On cherche Congo, disent les policiers au bâtiment Delta mais au bâtiment Delta il n’y a personne du Congo, les policiers crient dans les rangées, derrière les grillages où les hommes s’approchent, Congo, Congo, et tout ça commence à être très ridicule et notre mensonge de plus en plus évident.
Parler avec un Algérien régulier en Belgique et égaré, sans passeport, en Grèce, contrôlé puis enfermé, très en colère. Caroline parle dari avec un vieux monsieur, Azara, qui dit que ses deux fils sont dans un autre camp, entendre le policier dire que c’est pas facile d’être une femme ici et qu’on va remonter, mais le sac, à qui le donner ? Le sac de biscuits sablés et de bons savons, à qui le donner ?
Désigne quelqu’un dit le policier.
Poser le sac par terre.
Prends le, toi, alors, c’est pour toi (au flic).
Rires.
Je ne peux pas, choisis quelqu’un, là.
Je ne vais pas choisir. Tout le monde.
Tout le monde ? Ils vont se battre.
Le plus jeune, alors.
Lui ? Lui ? Lui ?
Je ne sais pas, tu verras bien, toi, qui est le plus jeune.
Quitter Corinthe, mal au coeur.
La voiture des policiers des camps de rétention ramène les visiteurs au portail et les portières ne s’ouvrent pas de l’intérieur.
Ces hommes ne sont pas des criminels, ajoute très vite le jeune policier. Ils n’ont rien fait, ils voulaient trouver quelque chose de meilleur. Parfois c’est la guerre chez eux.
Le policier désigne un groupe de jeunes gens, serrés les uns contre les autres, debout, dans un bloc. Des Syriens, dit-il.
Quitter Corinthe. Sur le quai de la gare, personne. Un vent un peu mordant. Quelques plages de lumière et un train qui passe à 18:39 au lieu de 18:09 comme nous avions compris. La lumière s’affadit un peu. La végétation est partout, elle a gagné le dedans des villes, elle s’obstine.
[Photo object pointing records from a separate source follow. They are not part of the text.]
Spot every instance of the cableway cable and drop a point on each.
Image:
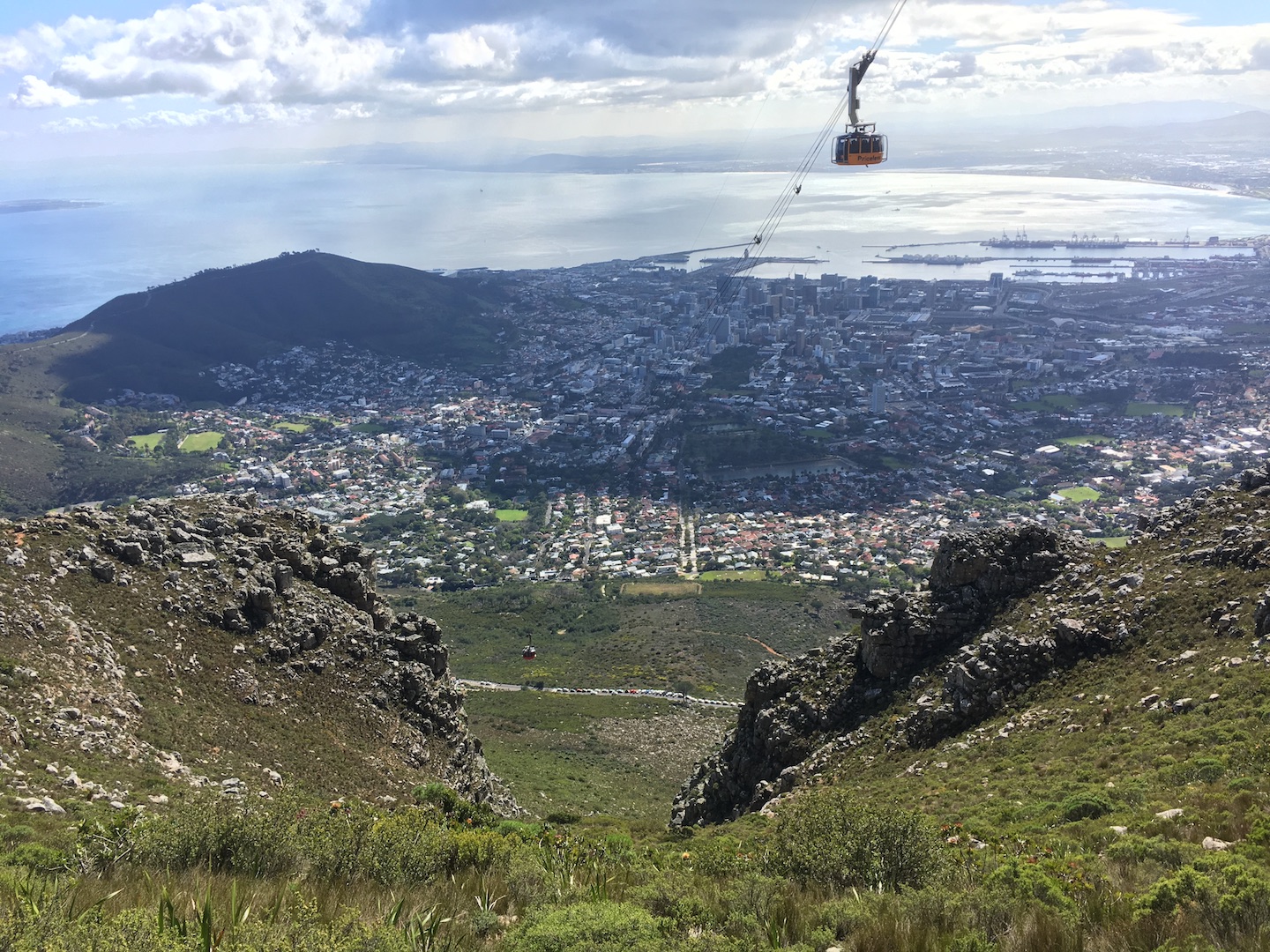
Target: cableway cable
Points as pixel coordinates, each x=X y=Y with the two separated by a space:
x=732 y=282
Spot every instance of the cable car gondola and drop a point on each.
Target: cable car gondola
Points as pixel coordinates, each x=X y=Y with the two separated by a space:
x=862 y=145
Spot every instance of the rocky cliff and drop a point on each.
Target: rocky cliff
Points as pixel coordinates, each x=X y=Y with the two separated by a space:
x=937 y=643
x=167 y=645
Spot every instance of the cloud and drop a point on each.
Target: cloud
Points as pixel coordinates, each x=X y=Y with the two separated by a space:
x=1260 y=56
x=34 y=93
x=349 y=58
x=1134 y=60
x=482 y=48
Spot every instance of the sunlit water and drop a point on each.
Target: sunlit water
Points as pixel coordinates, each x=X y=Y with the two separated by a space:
x=161 y=224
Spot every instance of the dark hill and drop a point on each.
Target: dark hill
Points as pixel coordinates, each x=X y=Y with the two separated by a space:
x=161 y=339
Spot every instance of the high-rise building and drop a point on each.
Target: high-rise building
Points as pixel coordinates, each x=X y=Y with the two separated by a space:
x=878 y=398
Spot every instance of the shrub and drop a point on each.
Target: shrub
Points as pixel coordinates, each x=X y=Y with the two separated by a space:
x=1027 y=883
x=828 y=837
x=437 y=795
x=1231 y=897
x=1086 y=807
x=591 y=926
x=36 y=857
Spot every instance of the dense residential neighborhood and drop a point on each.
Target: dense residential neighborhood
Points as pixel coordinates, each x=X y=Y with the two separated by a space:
x=826 y=429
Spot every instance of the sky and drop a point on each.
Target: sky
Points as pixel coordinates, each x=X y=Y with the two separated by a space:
x=86 y=78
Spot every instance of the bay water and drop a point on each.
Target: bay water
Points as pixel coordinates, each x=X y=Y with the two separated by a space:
x=146 y=224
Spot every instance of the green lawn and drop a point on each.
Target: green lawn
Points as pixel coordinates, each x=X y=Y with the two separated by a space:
x=146 y=441
x=1050 y=403
x=201 y=442
x=1081 y=494
x=1093 y=439
x=1152 y=409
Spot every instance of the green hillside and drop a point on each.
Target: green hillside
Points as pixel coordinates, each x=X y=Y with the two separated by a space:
x=159 y=340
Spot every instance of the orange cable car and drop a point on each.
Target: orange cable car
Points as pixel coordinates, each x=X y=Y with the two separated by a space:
x=860 y=145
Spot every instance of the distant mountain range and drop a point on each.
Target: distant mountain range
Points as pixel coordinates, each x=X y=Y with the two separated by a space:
x=161 y=340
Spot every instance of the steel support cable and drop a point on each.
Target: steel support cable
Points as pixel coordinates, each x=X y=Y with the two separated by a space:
x=730 y=285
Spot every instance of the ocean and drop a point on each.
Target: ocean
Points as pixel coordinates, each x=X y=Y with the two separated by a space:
x=109 y=228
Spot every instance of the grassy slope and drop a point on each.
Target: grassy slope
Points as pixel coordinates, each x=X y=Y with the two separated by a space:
x=587 y=640
x=319 y=733
x=583 y=755
x=161 y=339
x=625 y=756
x=1086 y=732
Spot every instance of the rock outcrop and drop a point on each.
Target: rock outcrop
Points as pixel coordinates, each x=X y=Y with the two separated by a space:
x=973 y=576
x=796 y=714
x=216 y=602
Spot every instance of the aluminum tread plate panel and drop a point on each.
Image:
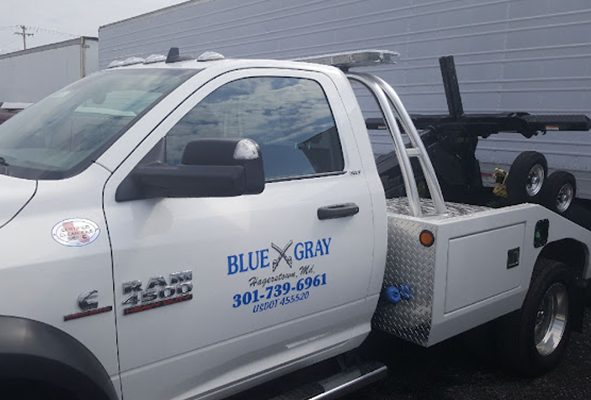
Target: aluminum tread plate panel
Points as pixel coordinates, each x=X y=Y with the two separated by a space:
x=400 y=206
x=408 y=261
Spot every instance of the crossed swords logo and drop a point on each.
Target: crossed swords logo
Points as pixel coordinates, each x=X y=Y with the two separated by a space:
x=282 y=255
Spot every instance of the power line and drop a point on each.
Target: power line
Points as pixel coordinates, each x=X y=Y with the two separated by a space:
x=24 y=34
x=37 y=29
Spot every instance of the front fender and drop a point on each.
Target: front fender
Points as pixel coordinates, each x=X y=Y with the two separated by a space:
x=34 y=350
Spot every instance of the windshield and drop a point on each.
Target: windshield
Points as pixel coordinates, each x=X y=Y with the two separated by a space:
x=63 y=134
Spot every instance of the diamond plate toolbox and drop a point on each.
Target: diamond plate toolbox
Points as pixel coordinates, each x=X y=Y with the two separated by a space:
x=407 y=262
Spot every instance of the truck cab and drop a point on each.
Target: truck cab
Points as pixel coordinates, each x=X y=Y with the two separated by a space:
x=212 y=290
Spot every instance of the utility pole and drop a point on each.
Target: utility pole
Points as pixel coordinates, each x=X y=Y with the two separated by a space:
x=24 y=34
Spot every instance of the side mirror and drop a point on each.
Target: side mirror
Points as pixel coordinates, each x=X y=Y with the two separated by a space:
x=209 y=168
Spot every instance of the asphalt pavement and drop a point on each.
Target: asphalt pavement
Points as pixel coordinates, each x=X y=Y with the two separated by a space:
x=466 y=367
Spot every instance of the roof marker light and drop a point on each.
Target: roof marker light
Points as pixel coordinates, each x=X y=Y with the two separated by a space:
x=133 y=61
x=351 y=59
x=210 y=56
x=154 y=58
x=115 y=64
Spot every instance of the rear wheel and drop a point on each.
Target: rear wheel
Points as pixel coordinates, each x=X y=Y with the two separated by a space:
x=526 y=177
x=534 y=338
x=559 y=191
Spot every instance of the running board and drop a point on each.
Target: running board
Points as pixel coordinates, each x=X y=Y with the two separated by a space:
x=341 y=384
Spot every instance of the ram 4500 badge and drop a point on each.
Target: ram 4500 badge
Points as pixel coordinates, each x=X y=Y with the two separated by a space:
x=158 y=292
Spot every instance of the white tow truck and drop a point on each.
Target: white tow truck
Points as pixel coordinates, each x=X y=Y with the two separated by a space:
x=180 y=228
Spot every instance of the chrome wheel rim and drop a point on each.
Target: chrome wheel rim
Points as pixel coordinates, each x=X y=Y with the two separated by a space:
x=551 y=319
x=535 y=180
x=565 y=197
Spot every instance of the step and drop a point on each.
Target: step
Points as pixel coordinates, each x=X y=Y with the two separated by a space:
x=338 y=385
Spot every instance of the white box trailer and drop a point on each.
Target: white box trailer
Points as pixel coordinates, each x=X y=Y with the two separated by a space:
x=28 y=76
x=526 y=55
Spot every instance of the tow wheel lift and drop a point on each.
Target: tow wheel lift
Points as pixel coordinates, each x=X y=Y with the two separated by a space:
x=451 y=140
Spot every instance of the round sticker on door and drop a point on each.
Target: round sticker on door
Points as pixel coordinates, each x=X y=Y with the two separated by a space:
x=75 y=232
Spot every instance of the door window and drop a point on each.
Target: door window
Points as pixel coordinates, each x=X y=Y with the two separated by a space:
x=289 y=118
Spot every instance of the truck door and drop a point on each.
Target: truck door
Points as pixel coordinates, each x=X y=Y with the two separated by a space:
x=211 y=291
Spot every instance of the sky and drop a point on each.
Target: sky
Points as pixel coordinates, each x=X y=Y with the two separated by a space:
x=59 y=20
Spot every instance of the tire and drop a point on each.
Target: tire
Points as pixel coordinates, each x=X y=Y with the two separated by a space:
x=559 y=191
x=526 y=177
x=524 y=347
x=32 y=390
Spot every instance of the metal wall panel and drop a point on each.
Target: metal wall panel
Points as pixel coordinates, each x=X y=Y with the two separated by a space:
x=515 y=55
x=29 y=76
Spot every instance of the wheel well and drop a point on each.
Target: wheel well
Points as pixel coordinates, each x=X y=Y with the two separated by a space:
x=34 y=389
x=569 y=251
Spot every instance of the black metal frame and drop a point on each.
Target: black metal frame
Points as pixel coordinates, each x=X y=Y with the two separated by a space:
x=451 y=140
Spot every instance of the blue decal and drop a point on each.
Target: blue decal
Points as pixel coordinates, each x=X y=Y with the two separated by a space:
x=254 y=260
x=405 y=291
x=278 y=295
x=393 y=294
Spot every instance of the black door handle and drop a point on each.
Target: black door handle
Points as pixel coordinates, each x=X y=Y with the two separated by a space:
x=338 y=211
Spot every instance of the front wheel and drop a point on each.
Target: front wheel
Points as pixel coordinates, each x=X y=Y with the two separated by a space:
x=534 y=338
x=559 y=191
x=526 y=177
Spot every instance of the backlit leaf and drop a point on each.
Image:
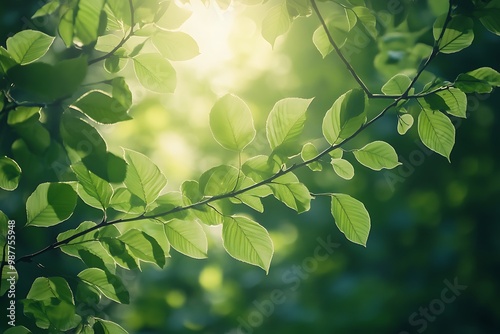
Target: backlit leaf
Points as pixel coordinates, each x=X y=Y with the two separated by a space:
x=10 y=173
x=28 y=45
x=231 y=123
x=187 y=238
x=377 y=155
x=436 y=131
x=247 y=241
x=458 y=34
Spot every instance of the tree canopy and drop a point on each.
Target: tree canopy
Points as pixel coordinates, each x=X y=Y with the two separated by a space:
x=283 y=134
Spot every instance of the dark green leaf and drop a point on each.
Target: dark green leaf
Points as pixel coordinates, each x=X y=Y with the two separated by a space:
x=275 y=23
x=10 y=173
x=31 y=82
x=102 y=326
x=92 y=189
x=101 y=107
x=110 y=285
x=187 y=238
x=28 y=45
x=436 y=132
x=286 y=121
x=219 y=180
x=247 y=241
x=144 y=247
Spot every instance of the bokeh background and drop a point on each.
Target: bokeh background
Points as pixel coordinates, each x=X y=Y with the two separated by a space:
x=434 y=224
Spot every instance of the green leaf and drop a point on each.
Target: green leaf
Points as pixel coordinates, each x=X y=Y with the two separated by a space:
x=286 y=121
x=10 y=173
x=458 y=35
x=275 y=23
x=175 y=45
x=28 y=45
x=93 y=190
x=54 y=287
x=343 y=168
x=155 y=73
x=351 y=218
x=108 y=284
x=30 y=81
x=119 y=250
x=17 y=330
x=436 y=132
x=298 y=8
x=405 y=122
x=54 y=300
x=291 y=192
x=377 y=155
x=47 y=9
x=452 y=100
x=187 y=238
x=144 y=179
x=86 y=24
x=102 y=326
x=87 y=243
x=50 y=204
x=25 y=120
x=338 y=24
x=144 y=247
x=490 y=16
x=346 y=116
x=101 y=107
x=124 y=201
x=219 y=180
x=231 y=123
x=368 y=19
x=309 y=151
x=121 y=92
x=9 y=275
x=173 y=17
x=396 y=85
x=260 y=167
x=247 y=241
x=481 y=80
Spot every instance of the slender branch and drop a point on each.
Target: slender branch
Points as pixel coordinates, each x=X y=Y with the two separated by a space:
x=337 y=50
x=123 y=41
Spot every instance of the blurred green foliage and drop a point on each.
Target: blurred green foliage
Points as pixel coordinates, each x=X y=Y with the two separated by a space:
x=432 y=222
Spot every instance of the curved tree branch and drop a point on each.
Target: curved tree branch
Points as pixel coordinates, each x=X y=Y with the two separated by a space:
x=122 y=42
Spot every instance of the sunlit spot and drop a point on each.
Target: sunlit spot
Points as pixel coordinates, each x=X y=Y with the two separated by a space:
x=211 y=278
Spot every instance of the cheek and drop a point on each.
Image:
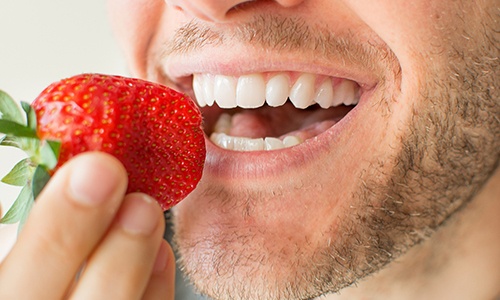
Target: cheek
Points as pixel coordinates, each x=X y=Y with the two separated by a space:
x=134 y=23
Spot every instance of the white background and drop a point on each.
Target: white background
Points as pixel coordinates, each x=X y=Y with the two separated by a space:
x=43 y=41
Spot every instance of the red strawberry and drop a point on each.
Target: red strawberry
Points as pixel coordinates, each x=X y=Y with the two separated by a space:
x=153 y=130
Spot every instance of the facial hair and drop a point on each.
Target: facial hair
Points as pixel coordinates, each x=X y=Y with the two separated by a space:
x=448 y=150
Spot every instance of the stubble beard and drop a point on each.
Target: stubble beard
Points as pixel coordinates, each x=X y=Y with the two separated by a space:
x=449 y=149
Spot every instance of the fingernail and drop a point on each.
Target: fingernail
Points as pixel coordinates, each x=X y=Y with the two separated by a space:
x=92 y=180
x=139 y=215
x=161 y=259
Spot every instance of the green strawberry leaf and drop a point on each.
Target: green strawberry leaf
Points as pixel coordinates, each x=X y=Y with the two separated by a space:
x=21 y=207
x=30 y=115
x=40 y=179
x=9 y=110
x=16 y=129
x=20 y=174
x=50 y=154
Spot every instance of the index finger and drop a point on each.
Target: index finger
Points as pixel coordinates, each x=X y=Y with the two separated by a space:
x=67 y=221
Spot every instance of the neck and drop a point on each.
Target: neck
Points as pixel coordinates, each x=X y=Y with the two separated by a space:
x=460 y=261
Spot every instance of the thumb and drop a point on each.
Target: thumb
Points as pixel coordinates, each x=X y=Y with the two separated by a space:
x=162 y=282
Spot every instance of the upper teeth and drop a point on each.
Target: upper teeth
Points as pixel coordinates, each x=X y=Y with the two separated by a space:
x=253 y=90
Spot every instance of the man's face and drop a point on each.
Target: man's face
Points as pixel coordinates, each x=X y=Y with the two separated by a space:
x=404 y=134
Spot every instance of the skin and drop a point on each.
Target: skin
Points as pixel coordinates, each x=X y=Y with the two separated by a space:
x=399 y=201
x=375 y=212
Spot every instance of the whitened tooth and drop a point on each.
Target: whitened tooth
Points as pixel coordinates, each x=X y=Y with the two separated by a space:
x=251 y=91
x=223 y=140
x=302 y=92
x=271 y=143
x=225 y=91
x=324 y=94
x=208 y=88
x=277 y=90
x=345 y=93
x=290 y=141
x=247 y=144
x=223 y=124
x=198 y=90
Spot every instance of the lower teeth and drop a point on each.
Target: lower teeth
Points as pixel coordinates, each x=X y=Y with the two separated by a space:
x=247 y=144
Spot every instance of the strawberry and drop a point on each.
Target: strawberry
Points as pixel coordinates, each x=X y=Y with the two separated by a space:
x=153 y=130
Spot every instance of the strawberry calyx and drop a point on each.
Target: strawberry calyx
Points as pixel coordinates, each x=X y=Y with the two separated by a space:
x=19 y=126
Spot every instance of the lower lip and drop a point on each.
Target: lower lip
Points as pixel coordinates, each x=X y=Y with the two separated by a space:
x=224 y=163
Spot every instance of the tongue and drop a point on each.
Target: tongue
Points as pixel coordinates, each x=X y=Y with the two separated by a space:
x=280 y=121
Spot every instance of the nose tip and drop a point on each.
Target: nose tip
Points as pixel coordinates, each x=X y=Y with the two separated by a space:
x=208 y=10
x=217 y=10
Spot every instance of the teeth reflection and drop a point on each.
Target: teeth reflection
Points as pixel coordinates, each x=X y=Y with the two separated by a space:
x=277 y=90
x=252 y=91
x=324 y=94
x=302 y=91
x=247 y=144
x=223 y=124
x=225 y=91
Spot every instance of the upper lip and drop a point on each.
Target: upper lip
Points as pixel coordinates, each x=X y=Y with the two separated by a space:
x=178 y=69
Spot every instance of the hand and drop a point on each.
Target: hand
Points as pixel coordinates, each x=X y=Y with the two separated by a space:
x=83 y=219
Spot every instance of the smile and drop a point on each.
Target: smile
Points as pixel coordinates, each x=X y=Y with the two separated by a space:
x=272 y=110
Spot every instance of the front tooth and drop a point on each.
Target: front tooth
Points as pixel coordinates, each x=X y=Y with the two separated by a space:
x=225 y=91
x=247 y=144
x=324 y=95
x=251 y=91
x=346 y=93
x=302 y=91
x=271 y=143
x=208 y=88
x=199 y=90
x=277 y=90
x=223 y=140
x=223 y=124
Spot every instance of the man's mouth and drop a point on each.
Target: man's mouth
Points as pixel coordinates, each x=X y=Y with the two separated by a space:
x=272 y=110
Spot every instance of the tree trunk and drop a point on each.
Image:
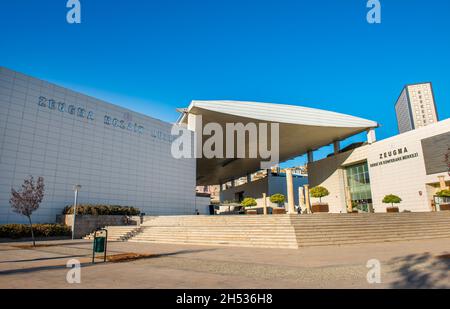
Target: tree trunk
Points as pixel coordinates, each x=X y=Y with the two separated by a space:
x=32 y=233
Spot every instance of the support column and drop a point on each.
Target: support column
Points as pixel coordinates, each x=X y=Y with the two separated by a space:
x=265 y=203
x=290 y=191
x=348 y=200
x=301 y=198
x=249 y=178
x=195 y=125
x=307 y=200
x=371 y=137
x=442 y=184
x=336 y=147
x=310 y=156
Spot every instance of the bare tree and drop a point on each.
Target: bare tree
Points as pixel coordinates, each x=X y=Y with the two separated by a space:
x=27 y=200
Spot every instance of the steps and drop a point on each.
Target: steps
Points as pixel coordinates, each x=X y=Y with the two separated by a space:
x=291 y=231
x=248 y=231
x=334 y=229
x=118 y=233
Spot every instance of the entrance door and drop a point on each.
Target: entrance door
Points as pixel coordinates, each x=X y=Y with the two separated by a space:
x=239 y=196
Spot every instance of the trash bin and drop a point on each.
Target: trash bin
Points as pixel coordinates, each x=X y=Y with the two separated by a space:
x=99 y=244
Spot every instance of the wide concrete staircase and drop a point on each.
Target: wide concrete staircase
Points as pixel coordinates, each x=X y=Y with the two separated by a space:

Ce soir elle s’obstine drôlement et elle est très émouvante, dans la pâleur de Corinthe et sur les quais sans fin.
Dans l’avion, cet homme : on tente de quitter, on tente tout pour quitter l’insupportable, on est un héros et après des risques inouïs on se retrouve fou coincé dans un camp pour une durée folle.
Penser au titre du spectacle de Caroline, Bouc’ de là, penser boucle, bouge, bouc, boucs et boucs. Bouge de là. Je bouge. Bouge, vas-y. Bouger, bouger.
Dans l’avion, ceux qui reviennent de Shanghai parlent d’un autre monde, mais il n’y avait pas la clim, en même temps les temples on en a fait au moins 300, on a fait la Chine, disent-ils au téléphone, les temples, 300, un autre monde s’est ouvert à nous, rien de plus dépaysant que la Chine.
Dans l’avion, tout d’un coup, quelques secondes, la vision affolante : qu’est ce que c’est, cette chose blanche, là, à ma droite ?
L’aile.
Puis établir une liste, non exhaustive, de questions à poser.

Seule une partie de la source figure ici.